Here we scope the migration to the shop database (schema.database: [shop]), enable both the bulk snapshot and CDC streaming phases, and cap connections at 100 on each side. For a full description of every field, see the Migration CRD reference.

Watch Migration Progress

Let’s wait for the LAG to reach near zero. Run the following command to watch Migration CR:

Every 2.0s: kubectl get migration -n demo 

NAME            PHASE     DBTYPE   STAGE       LAG   PROGRESS   AGE
mysql-migrate   Running   mysql    Streaming   0B    100%       4h36m

Verify initial snapshot on target

Once the migration reaches the Streaming stage, exec into the KubeDB target pod and confirm all seed rows were copied over:

$ kubectl exec -it -n demo target-mysql-0 -- mysql -u root -p<root-password>
USE shop;
SELECT * FROM orders;
+----+---------------+------------+----------+-----------+---------------------+
| id | customer_name | product    | quantity | status    | created_at          |
+----+---------------+------------+----------+-----------+---------------------+
|  1 | Alice         | Laptop     |        1 | shipped   | 2026-06-29 08:00:00 |
|  2 | Bob           | Headphones |        2 | pending   | 2026-06-29 08:00:01 |
|  3 | Carol         | Keyboard   |        3 | delivered | 2026-06-29 08:00:02 |
+----+---------------+------------+----------+-----------+---------------------+
3 rows in set (0.00 sec)

Test live CDC streaming

With the migration still running, connect to the source RDS instance and run some DML:

$ mysql -h <rds-endpoint>.rds.amazonaws.com -u migrator -p
-- Insert a new order
INSERT INTO shop.orders (customer_name, product, quantity, status)
VALUES ('Dave', 'Mouse', 1, 'pending');

-- Mark Bob's headphones as delivered
UPDATE shop.orders SET status = 'delivered' WHERE id = 2;

-- Remove the already-shipped laptop order
DELETE FROM shop.orders WHERE id = 1;

Wait a few seconds for the binlog events to propagate, then re-query the target:

USE shop;
SELECT * FROM orders;
+----+---------------+------------+----------+-----------+---------------------+
| id | customer_name | product    | quantity | status    | created_at          |
+----+---------------+------------+----------+-----------+---------------------+
|  2 | Bob           | Headphones |        2 | delivered | 2026-06-29 08:00:01 |
|  3 | Carol         | Keyboard   |        3 | delivered | 2026-06-29 08:00:02 |
|  4 | Dave          | Mouse      |        1 | pending   | 2026-06-29 08:10:00 |
+----+---------------+------------+----------+-----------+---------------------+
3 rows in set (0.00 sec)

The INSERT, UPDATE, and DELETE are all reflected on the target — CDC streaming is working correctly.

Cutover

Once the LAG drops to near zero, stop all writes to the source database.
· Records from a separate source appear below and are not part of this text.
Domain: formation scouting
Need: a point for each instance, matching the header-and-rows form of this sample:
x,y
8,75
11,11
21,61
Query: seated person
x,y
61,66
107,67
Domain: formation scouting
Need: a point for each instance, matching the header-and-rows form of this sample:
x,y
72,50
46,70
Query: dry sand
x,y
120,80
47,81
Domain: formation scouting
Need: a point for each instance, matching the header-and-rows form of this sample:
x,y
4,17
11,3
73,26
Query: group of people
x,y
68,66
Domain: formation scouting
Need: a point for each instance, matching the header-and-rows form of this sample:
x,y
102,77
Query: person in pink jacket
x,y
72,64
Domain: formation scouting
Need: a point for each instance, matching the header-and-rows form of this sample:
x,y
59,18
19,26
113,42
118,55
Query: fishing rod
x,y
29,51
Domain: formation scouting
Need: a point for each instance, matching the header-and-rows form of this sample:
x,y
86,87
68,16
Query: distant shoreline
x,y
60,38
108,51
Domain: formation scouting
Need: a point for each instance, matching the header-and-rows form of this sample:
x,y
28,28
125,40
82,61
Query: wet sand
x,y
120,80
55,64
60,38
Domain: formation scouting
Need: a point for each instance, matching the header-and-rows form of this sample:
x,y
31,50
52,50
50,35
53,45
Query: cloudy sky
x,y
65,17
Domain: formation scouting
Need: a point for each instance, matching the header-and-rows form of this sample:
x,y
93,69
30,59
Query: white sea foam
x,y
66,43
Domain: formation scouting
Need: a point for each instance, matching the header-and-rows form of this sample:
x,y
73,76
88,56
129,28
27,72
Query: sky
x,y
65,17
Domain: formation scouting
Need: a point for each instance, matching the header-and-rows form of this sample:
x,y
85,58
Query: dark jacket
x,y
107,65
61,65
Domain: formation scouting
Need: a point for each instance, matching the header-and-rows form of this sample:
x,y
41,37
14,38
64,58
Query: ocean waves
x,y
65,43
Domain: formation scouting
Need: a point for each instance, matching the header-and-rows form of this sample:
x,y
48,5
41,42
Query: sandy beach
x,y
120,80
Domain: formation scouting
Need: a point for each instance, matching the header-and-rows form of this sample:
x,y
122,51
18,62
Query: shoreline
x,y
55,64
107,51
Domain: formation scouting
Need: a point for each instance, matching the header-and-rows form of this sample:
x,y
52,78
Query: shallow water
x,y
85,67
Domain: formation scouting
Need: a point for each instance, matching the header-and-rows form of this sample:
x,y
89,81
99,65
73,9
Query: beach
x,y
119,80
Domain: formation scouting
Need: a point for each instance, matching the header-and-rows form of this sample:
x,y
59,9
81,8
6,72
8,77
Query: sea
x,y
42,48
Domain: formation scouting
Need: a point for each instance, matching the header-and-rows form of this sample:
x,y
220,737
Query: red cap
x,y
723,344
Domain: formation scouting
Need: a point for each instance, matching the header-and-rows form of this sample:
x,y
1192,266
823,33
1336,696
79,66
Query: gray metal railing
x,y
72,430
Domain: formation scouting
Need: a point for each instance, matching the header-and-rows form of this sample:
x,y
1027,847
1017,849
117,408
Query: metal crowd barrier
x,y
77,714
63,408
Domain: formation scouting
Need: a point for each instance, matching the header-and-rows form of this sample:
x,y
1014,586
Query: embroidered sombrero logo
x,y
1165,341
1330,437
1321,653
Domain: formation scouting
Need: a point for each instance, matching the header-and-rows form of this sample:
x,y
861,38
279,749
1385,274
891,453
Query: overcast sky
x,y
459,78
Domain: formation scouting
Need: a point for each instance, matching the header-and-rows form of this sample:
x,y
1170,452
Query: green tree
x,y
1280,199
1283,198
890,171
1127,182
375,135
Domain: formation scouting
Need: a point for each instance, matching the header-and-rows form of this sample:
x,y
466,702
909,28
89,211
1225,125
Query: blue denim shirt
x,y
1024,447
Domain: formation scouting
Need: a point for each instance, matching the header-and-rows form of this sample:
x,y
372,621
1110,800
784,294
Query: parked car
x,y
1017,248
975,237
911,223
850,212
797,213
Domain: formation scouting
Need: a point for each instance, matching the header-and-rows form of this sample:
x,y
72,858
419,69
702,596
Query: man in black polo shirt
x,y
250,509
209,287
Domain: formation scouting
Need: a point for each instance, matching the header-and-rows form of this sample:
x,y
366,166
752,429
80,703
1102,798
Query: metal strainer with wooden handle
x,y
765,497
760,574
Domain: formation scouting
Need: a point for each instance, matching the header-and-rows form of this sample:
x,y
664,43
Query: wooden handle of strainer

Wait until the LAG reaches exactly zero — at that point both databases are fully in sync.

Now delete the Migration CR to stop the migration process:

$ kubectl delete migration -n demo mysql-migrate
migration.courier.kubedb.com "mysql-migrate" deleted

Finally, update your application’s connection string to point to the target KubeDB-managed MySQL database. The migration is complete.